Wednesday, September 21, 2016

A moment for Mama


The first night with my first baby I was in for a shock.  Somehow it didn't occur to me that the sleep-deprivation would start immediately - and on this particular night I had just given birth!  After 24-hours of contractions, culminating in pushing a baby out of myself, I had never felt more in need of a good night's sleep in my life - the same night that I would discover that a good night's sleep was no longer available to me.  Frankly, I was horrified.

Obviously I had to suck it up and get over my horror pretty swiftly, but a couple of weeks ago it occurred to me how much the past three years of my life have been an ongoing, extended version of the same phenomenon.  The phenomenon of being more deserving of self-indulgence than ever before, whilst being - for the first time in my privileged life - largely incapable of self-indulgence.

I was prepared for the one-way relationship with my actual child; that I would be giving, and not taking, the care and the love.  But I didn't quite factor into the equation the fact that I would also have less time and energy to give to myself (I didn't know how much I used to give to myself!), nor the extra burdens I would face as an individual.  What I noticed recently, is that even outside of the actual caring for and raising of my children, I've been through a lot.

The statistics.  In the past less-than-four years I have survived:

- 18 months of pregnancy
- 41 hours of labour
- 2 births
- 7 months of breast-feeding (aka having-the-life-literally-sucked-out-of-me)
- 25 months of alcohol deprivation
- 10 kilograms weight lost (not including babies)
- 20 kilograms weight gained (not including babies)
- 187 visits to medical professionals (I'm not actually going to do the sums... it might be more!)
- 2 courses of combined-hormone contraceptive pill, 1 course of progesterone-only implant, 1 course of pill overlapping with implant
- 1 year on anti-depressants
- 1 month coming off anti-depressants
- 75 meetings with mortgage broker, real estate agent and tradesmen (again, I'm really not doing those sums)
- 1 mortgage acquired
- 1 house painted
- 2 house moves
- 1 paid, professional job maintained
- 3 years of not having a really proper night's sleep (and I'm a lucky bitch with two mostly-sleeping-throgh-the-night babies)

I am being flippant, publishing "the stats" (as well as putting out a blatant call for awed sympathy).  The fact is, it's been a tough time.  It's been a tough time on top of looking after two babies, now toddlers.  It's been a tough time that I haven't had a break from, and that I've largely had to ignore in the face of my babies' greater needs.
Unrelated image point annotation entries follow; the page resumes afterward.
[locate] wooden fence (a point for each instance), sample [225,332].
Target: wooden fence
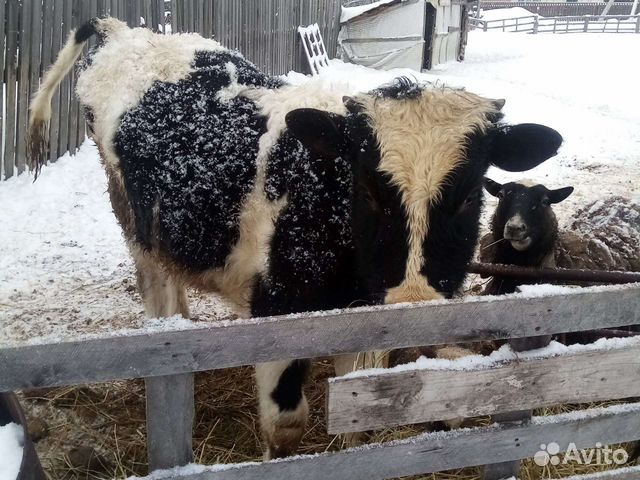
[383,397]
[574,24]
[33,31]
[561,9]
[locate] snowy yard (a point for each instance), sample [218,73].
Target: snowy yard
[65,271]
[63,250]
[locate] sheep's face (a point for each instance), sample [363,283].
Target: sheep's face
[524,216]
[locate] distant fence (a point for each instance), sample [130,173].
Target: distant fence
[561,9]
[571,24]
[33,31]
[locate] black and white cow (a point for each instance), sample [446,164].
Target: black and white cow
[282,198]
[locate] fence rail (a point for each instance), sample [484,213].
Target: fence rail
[166,360]
[560,9]
[572,24]
[33,32]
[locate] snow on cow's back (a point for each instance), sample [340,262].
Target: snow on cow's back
[125,66]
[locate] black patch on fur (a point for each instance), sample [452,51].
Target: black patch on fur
[311,255]
[401,88]
[379,219]
[86,31]
[288,393]
[454,220]
[283,158]
[189,160]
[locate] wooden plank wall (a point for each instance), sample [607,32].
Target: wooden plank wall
[265,31]
[33,32]
[31,35]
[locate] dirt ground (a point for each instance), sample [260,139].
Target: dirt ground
[97,432]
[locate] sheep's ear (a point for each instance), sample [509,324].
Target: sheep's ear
[317,130]
[556,196]
[516,148]
[492,187]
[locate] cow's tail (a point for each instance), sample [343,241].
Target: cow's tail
[40,109]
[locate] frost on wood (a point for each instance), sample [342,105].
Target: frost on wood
[499,357]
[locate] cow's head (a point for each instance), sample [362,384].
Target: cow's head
[419,155]
[524,216]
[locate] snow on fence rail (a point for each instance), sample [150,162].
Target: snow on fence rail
[571,24]
[605,370]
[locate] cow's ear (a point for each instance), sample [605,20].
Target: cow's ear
[319,131]
[492,187]
[516,148]
[556,196]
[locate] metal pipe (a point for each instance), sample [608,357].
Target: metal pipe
[553,274]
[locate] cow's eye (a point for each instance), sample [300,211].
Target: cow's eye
[370,199]
[471,199]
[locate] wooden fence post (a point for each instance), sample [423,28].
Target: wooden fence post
[499,471]
[170,413]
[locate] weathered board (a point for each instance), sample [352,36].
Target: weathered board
[415,396]
[439,451]
[170,413]
[247,342]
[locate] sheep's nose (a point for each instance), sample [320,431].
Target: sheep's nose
[515,228]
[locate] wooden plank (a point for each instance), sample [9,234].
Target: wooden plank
[3,46]
[23,85]
[498,471]
[389,399]
[36,44]
[55,46]
[66,87]
[74,104]
[170,413]
[11,87]
[434,452]
[246,342]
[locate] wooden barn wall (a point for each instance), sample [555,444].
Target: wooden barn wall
[33,31]
[265,31]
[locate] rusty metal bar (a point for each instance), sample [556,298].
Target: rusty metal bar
[553,274]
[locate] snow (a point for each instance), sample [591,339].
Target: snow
[349,13]
[65,270]
[11,444]
[502,356]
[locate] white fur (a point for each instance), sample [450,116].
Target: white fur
[126,67]
[422,141]
[258,215]
[41,104]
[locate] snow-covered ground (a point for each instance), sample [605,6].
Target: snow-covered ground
[62,249]
[11,441]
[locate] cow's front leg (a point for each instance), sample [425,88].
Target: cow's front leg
[283,406]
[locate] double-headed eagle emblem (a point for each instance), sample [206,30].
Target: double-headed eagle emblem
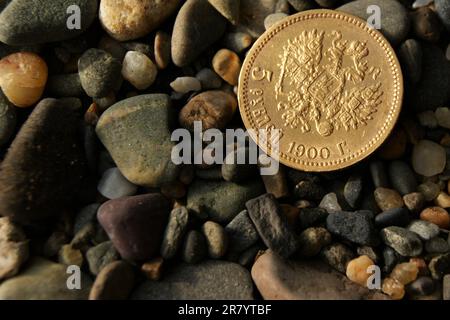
[331,95]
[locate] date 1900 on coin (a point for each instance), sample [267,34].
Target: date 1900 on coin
[328,82]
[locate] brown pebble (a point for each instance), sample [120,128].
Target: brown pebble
[227,65]
[23,77]
[421,266]
[393,288]
[436,215]
[114,282]
[92,114]
[153,269]
[414,201]
[162,49]
[357,270]
[213,108]
[395,145]
[405,273]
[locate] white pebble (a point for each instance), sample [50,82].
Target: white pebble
[186,84]
[139,70]
[273,18]
[429,158]
[421,3]
[427,119]
[443,117]
[114,185]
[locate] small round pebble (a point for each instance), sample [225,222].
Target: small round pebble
[273,18]
[216,239]
[393,289]
[114,185]
[227,65]
[357,270]
[139,70]
[436,215]
[429,158]
[186,84]
[430,190]
[405,273]
[424,229]
[23,77]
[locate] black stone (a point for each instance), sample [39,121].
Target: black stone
[45,165]
[310,217]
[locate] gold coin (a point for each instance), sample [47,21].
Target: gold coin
[328,82]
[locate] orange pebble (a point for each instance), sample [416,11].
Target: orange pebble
[436,215]
[23,77]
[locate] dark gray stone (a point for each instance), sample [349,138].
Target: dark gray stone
[357,227]
[272,225]
[337,256]
[432,91]
[424,229]
[136,132]
[38,183]
[242,234]
[221,200]
[175,230]
[353,190]
[99,72]
[405,242]
[65,85]
[402,177]
[192,32]
[309,217]
[443,11]
[210,280]
[379,176]
[393,217]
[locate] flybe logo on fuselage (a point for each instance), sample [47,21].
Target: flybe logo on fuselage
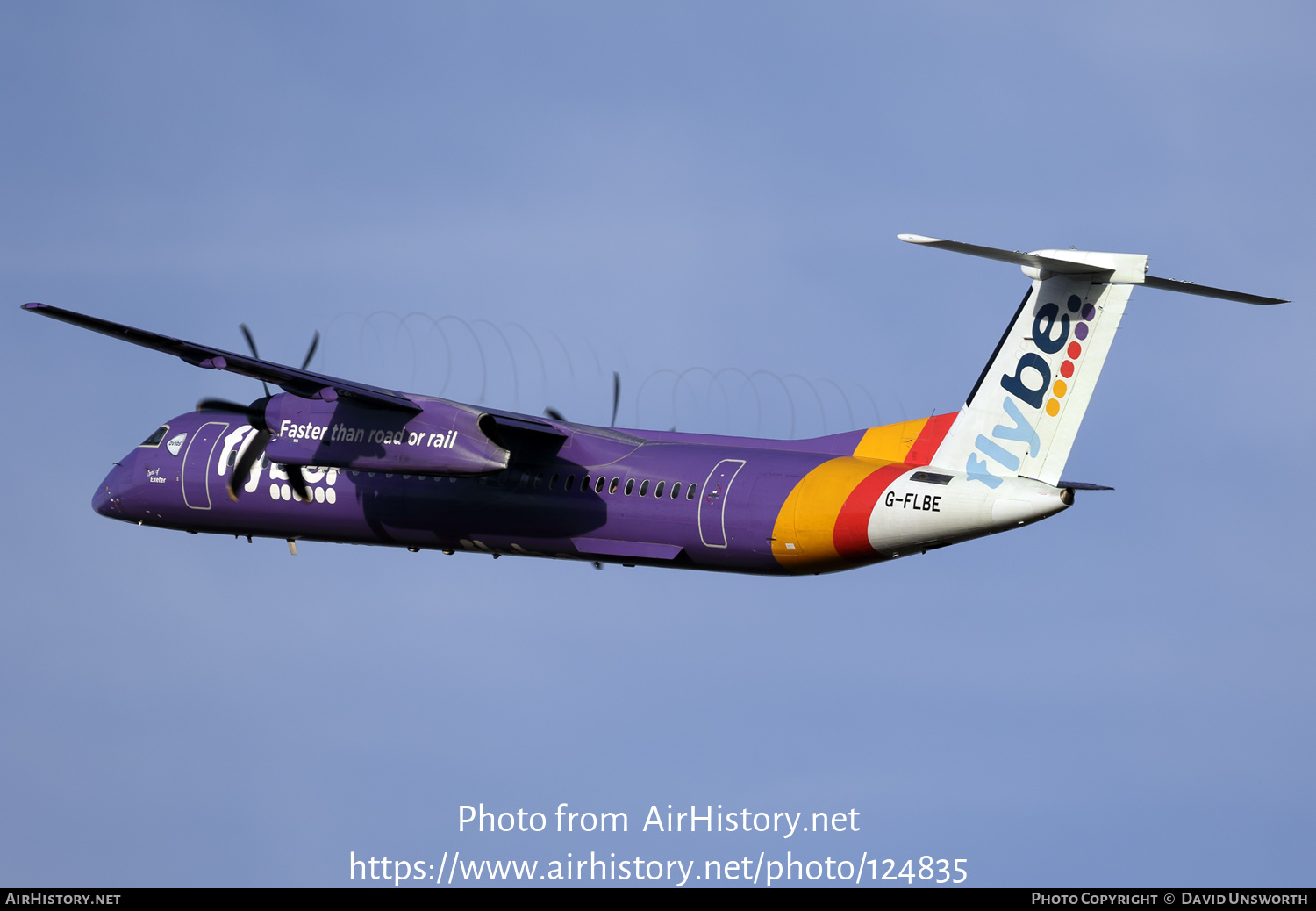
[1031,384]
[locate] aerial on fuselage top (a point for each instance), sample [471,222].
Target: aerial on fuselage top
[329,460]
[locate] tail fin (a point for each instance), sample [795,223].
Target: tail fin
[1024,411]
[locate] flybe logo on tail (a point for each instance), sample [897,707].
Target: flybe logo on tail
[1031,384]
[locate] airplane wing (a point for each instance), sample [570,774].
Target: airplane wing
[291,379]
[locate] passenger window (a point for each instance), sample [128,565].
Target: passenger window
[154,440]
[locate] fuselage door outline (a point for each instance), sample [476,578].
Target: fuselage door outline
[712,502]
[197,468]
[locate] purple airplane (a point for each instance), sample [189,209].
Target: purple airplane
[331,460]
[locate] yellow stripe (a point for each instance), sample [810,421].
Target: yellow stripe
[890,442]
[808,516]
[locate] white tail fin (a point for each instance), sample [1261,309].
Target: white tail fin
[1024,411]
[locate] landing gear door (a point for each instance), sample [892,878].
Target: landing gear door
[197,463]
[712,502]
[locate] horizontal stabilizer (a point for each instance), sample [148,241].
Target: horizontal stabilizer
[1108,268]
[299,382]
[1207,291]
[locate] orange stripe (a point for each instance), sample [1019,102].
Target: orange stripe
[852,526]
[933,432]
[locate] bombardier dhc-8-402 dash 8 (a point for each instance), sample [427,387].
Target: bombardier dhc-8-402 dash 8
[331,460]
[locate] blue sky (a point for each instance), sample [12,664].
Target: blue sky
[1120,695]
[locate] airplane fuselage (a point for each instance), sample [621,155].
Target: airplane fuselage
[621,497]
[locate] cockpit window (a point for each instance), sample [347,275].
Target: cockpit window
[154,440]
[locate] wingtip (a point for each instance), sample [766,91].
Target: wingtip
[919,239]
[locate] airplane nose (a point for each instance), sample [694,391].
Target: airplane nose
[107,499]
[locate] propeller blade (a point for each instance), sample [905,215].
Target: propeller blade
[252,450]
[247,334]
[297,482]
[311,353]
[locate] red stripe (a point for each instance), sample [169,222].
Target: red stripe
[933,432]
[850,534]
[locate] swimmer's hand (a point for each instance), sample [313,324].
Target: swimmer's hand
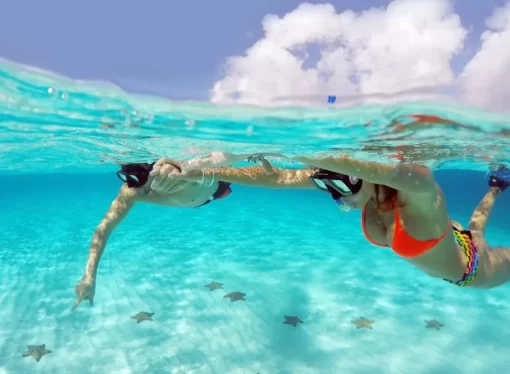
[85,290]
[161,173]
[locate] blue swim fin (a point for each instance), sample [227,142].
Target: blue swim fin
[500,178]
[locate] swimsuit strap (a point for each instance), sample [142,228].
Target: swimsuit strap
[465,240]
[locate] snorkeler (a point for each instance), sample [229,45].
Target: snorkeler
[403,208]
[139,187]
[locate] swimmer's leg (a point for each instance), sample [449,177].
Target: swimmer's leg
[498,182]
[483,211]
[494,263]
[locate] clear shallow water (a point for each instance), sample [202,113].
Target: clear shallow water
[291,252]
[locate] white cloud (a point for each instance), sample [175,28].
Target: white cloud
[404,48]
[485,81]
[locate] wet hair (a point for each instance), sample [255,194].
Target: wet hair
[386,198]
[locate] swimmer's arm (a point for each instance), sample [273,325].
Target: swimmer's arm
[257,176]
[118,210]
[406,177]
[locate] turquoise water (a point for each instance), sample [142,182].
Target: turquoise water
[290,252]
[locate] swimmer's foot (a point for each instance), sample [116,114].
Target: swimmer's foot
[500,178]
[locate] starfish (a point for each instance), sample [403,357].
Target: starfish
[214,286]
[363,323]
[36,351]
[235,296]
[292,320]
[433,324]
[143,316]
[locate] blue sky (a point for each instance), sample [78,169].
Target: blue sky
[170,48]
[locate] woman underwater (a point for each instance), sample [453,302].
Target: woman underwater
[403,208]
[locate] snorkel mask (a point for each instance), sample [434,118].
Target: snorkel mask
[338,185]
[135,175]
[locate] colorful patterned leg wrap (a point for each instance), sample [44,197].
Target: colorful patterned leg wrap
[465,240]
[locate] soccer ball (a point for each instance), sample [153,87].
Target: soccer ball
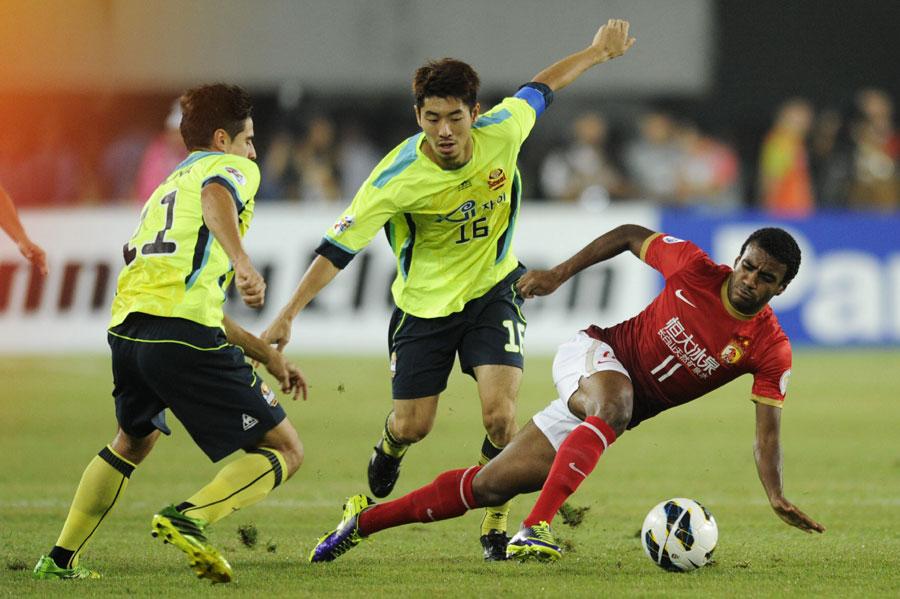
[679,535]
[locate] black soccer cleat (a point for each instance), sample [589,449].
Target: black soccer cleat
[384,470]
[494,545]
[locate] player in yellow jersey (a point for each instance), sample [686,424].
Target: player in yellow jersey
[173,347]
[448,199]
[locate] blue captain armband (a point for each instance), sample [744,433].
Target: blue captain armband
[538,95]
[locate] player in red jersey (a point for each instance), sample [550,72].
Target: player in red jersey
[709,325]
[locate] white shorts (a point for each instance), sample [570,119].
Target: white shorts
[581,356]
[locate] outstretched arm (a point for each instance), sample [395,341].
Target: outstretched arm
[220,216]
[767,451]
[317,276]
[609,42]
[612,243]
[9,222]
[290,379]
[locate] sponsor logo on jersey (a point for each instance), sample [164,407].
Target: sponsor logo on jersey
[782,384]
[268,394]
[496,179]
[344,223]
[463,213]
[680,295]
[236,175]
[687,349]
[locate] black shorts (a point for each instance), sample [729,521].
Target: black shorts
[191,369]
[488,330]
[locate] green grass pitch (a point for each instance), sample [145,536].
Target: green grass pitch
[841,438]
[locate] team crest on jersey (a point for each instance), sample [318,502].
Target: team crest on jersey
[496,179]
[268,394]
[344,223]
[463,213]
[734,351]
[782,384]
[236,175]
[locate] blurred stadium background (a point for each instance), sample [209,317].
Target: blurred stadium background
[88,85]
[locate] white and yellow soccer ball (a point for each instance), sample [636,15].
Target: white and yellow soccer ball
[679,535]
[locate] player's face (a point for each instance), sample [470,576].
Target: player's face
[242,143]
[757,279]
[447,123]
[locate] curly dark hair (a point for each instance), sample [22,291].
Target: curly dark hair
[446,78]
[779,244]
[210,107]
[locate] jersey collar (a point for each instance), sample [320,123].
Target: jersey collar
[729,307]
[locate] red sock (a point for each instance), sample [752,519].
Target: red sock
[449,496]
[575,460]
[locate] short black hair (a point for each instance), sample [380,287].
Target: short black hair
[208,108]
[446,78]
[779,244]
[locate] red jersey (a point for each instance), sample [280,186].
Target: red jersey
[691,340]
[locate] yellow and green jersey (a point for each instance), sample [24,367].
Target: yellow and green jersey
[451,230]
[174,267]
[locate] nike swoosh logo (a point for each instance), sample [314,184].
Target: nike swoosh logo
[575,468]
[680,295]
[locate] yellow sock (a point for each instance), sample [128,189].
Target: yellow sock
[389,444]
[240,483]
[103,482]
[495,518]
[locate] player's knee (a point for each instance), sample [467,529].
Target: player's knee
[487,491]
[500,426]
[616,410]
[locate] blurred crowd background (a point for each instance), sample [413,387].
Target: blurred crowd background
[799,117]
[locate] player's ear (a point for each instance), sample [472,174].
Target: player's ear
[220,140]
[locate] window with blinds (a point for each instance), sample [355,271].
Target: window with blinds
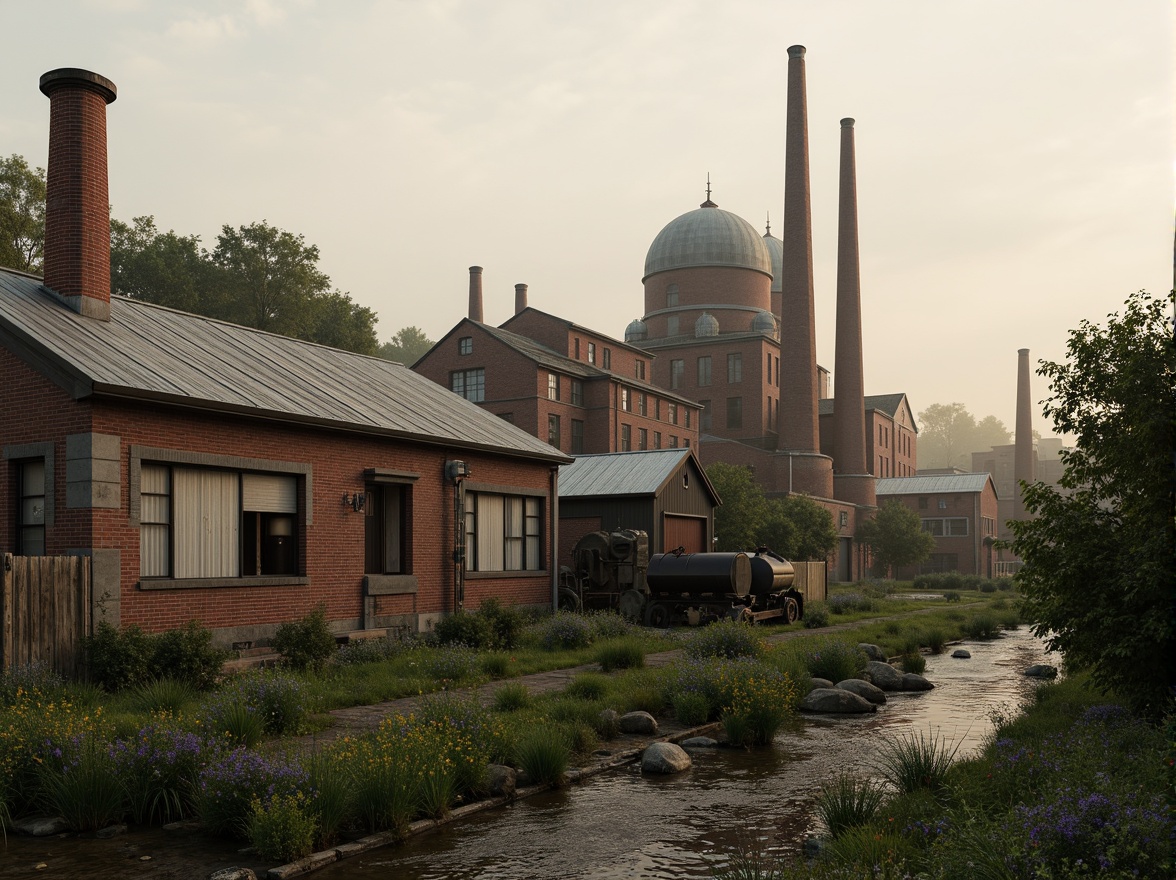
[503,533]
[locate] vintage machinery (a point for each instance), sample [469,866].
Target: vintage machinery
[614,570]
I'm not a martyr, the kind of mother who gives her entire self to her children then blames them when she is drained; I'm a feminist, and an unapologtic selfish creature - I look after my own needs.  But between the physical work of being a parent, the emotional journey it itself takes me on, and perhaps hardest of all - for an emotive character such as myself - the strain of managing (which sometimes means hiding) my private emotions for the sake of my children, it has occurred, largely beyond my notice, that I have suffered in silence.

Just occasionally I get a reminder of the trials.  This post came about because while I was suffering a few withdrawal symptoms from my meds, it occurred to me that pre-child me would have been feeling quite sorry for myself, and expecting the world to give me a bit of a break from being a fully together adult.  Pre-children the trialling-not-taking-anti-depressants situation would have been enough, on it's own, for me to ask for sympathy.  But in my current life I barely even get a chance to contemplate my problems, let alone deal with them.

Don't go getting worried about me, though.  Yes, it's been tough.  And yes, I've had to put myself second to my children (not last, I come second... sorry husband!  Not sorry friends / family / employer / world.)  But the scariest thing is that it's okay - I can do it.  It turns out, these beautiful children don't just take, they do give.  They have, just be being so god-damn loveable, given me strength.  They have, simply by existing, made their mother a better person.  Which is just as well - I fucking need to be.